3 de junio de 2013



De joven irradiaba desenvoltura y gracejo allá por donde fuese, algo que no pasaba desapercibido ante los demás, ya que me daba cuenta de lo que sucedía a mí alrededor. Era un hombre atrapado por el baile que iba a todas partes zapateando, porque si había una cosa que me apasionaba, eso era el claqué. Daba igual que estuviera en plena calle, dentro de un restaurante o en la casa de un amigo, en cuanto me ponía de pie, al instante, subía por mi interior una especie de fiebre que me impulsaba a bailar. Y si no había música, la creaba yo, silbando, y me dejaba llevar. No lo podía evitar. Mi cuerpo bailaba y bailaba sin parar. Si les digo la verdad, casi siempre lograba arrancar sonrisas y aplausos, pero también alguna que otra cara que me miraba con gesto de extrañeza.
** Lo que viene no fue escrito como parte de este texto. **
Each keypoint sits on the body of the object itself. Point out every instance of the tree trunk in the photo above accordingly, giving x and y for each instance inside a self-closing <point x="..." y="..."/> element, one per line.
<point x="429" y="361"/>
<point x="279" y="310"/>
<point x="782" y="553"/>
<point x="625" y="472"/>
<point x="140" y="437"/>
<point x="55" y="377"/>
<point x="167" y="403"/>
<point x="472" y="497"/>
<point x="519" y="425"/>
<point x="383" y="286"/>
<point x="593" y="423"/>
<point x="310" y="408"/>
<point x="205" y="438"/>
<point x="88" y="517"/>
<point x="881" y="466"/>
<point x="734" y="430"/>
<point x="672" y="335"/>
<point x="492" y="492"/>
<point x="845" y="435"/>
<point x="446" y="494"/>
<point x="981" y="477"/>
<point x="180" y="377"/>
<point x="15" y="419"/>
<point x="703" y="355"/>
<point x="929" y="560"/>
No me importaba. El baile era lo único que sentía, que me hacía vibrar y que sabía hacer bien. Además, y sin querer ser pretencioso, muchas chicas eran incapaces de apartar su mirada cuando me veían danzar. También las que tenían mi estatura. Yo era así. Sin más. Y ahora, a pesar de mi avanzada edad, aún continuo bailando, aunque mis pasos son pequeños y torpes. Es la fiebre, mi fiebre, que sigue ahí, cada vez que me pongo de pie.